In news that’d be too absurd to be true if it didn’t emanate from Xi Jinping’s farcical surveillance state, Chinese police are now making house calls to investors in wealth management products sold by Zhongzhi Enterprise Group, the trillion-yuan conglomerate at the heart of China’s burgeoning shadow banking crisis.
Earlier this week, a handful of aggrieved investors showed up at the offices of Zhongrong International, which is partially controlled by Zhongzhi. Zhongrong missed payments on some of its trust products recently, sparking a small panic that now threatens to morph into a conflagration. China’s trust industry likely has around $225 billion in exposure+ to the struggling property sector, and liquidity is plainly drying up.
If there’s anything the Party fears, it’s social unrest.

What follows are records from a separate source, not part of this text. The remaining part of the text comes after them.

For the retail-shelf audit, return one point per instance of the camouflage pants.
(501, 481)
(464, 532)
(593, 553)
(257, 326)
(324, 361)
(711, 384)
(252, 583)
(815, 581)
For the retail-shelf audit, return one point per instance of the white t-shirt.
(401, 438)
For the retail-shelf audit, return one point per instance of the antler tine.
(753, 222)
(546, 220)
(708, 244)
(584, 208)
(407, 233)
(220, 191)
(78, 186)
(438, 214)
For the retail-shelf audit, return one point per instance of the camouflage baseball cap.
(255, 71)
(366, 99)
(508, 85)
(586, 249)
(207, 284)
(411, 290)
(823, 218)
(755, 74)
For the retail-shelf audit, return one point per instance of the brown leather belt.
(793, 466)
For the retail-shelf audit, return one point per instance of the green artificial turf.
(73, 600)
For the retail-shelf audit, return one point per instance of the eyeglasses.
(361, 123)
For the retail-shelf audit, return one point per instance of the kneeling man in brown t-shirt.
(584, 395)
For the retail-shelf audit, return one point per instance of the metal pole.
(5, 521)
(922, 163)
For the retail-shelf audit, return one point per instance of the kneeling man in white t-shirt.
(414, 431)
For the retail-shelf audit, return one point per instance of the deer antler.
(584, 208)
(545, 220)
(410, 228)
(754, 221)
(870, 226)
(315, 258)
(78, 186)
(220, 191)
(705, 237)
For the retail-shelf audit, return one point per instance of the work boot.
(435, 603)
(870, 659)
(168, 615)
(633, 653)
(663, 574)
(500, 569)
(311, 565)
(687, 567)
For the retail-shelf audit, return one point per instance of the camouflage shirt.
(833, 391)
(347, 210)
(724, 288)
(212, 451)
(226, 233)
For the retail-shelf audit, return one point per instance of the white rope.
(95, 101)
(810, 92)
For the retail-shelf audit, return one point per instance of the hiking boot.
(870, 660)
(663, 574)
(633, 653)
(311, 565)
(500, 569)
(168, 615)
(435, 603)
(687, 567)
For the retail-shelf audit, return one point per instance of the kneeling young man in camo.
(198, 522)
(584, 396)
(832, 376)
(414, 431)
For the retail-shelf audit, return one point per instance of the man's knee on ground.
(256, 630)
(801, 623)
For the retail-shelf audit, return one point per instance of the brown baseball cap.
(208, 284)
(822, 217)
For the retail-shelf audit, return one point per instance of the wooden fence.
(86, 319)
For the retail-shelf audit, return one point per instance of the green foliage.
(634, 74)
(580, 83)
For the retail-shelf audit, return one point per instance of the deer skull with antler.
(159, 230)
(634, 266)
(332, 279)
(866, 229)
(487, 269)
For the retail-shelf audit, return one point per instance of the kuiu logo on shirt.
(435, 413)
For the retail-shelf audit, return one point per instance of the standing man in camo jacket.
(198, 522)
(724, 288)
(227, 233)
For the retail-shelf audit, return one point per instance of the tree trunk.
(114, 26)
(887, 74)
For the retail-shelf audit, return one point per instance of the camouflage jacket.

And Xi is keen to ensure that protests tied to missed payments on wealth management products and other investments peddled by China’s shadow banks don’t trigger widespread discontent.

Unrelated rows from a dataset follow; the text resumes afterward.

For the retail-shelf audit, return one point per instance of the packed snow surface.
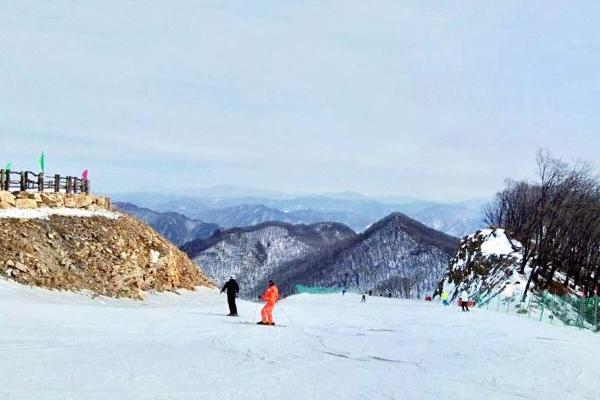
(46, 212)
(181, 346)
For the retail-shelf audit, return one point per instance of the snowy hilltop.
(486, 263)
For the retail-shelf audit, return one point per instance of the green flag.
(43, 162)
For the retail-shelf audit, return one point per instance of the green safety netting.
(320, 289)
(567, 310)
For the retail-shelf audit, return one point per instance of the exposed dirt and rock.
(29, 200)
(119, 257)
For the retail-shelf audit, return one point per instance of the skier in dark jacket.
(232, 290)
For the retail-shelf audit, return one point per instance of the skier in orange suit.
(270, 296)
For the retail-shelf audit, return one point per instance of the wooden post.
(24, 181)
(41, 182)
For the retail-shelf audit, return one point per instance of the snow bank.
(46, 212)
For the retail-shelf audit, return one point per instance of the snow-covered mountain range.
(230, 208)
(396, 255)
(252, 254)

On Thursday, Bloomberg published an account of China’s efforts to preempt demonstrations. “Dozens” of investors, the linked piece said, have received in-person visits and phone calls from police “asking” them not to participate in protests. This effort isn’t localized. The article documented instances of police contact with Zhongzhi investors in Beijing, Sichuan and Jiangsu. Sources described their interactions with authorities as “cordial,” but at least some of door knocks came at night.
Suffice to say police aren’t really asking. According to some of the investors who spoke to authorities in recent days, Chinese officials said they obtained Zhongzhi’s client lists. So, if you’re a Zhongzhi investor, the police know who you are. And Xi is politely (for now) advising you not to express your dismay at the situation in public.
Not everyone’s listening. According to the FT, a throng of retail investors visited China’s National Administration of Financial Regulation on Wednesday to lodge formal complaints. Some of them brought physical letters (bless their hearts). “Police took one group to a nearby bench after denying them entry,” the FT said, adding that “more than a dozen officers formed a human chain around them screening them off from the rest of the city.”
As it turns out, Zhongzhi hired KPMG late last month. They (Zhongzhi) apparently knew the situation was acute, and are planning a debt restructuring as well as asset sales. According to sources who spoke to Bloomberg for yet another amusing piece published on Thursday, Zhongzhi probably isn’t making payments on any of its products.
There’s a Ponzi scheme aspect to this, even if Zhongzhi and other Chinese shadow banking participants aren’t, strictly speaking, Ponzi schemes. There was some discussion this week about rollover risk. This industry relies, in part anyway, on selling new wealth management products to investors in order to pay existing investors on maturing products. If confidence evaporates and they can’t sell new products, their capacity to make payments can become severely constrained. Do note: This isn’t new. Rollover risk for these products is a key pillar of any China shadow banking collapse thesis.
“Zhongrong has no immediate plan to make clients whole,” Bloomberg went on, adding that it’s not clear whether Zhongzhi has “sufficient assets to cover [the] shortfall” on defaulted products “if liquidated.” On the bright side, Zhongzhi says it controls 4.5 billion tons of proven coal reserves. Maybe they can distribute that to investors in lieu of cash payments.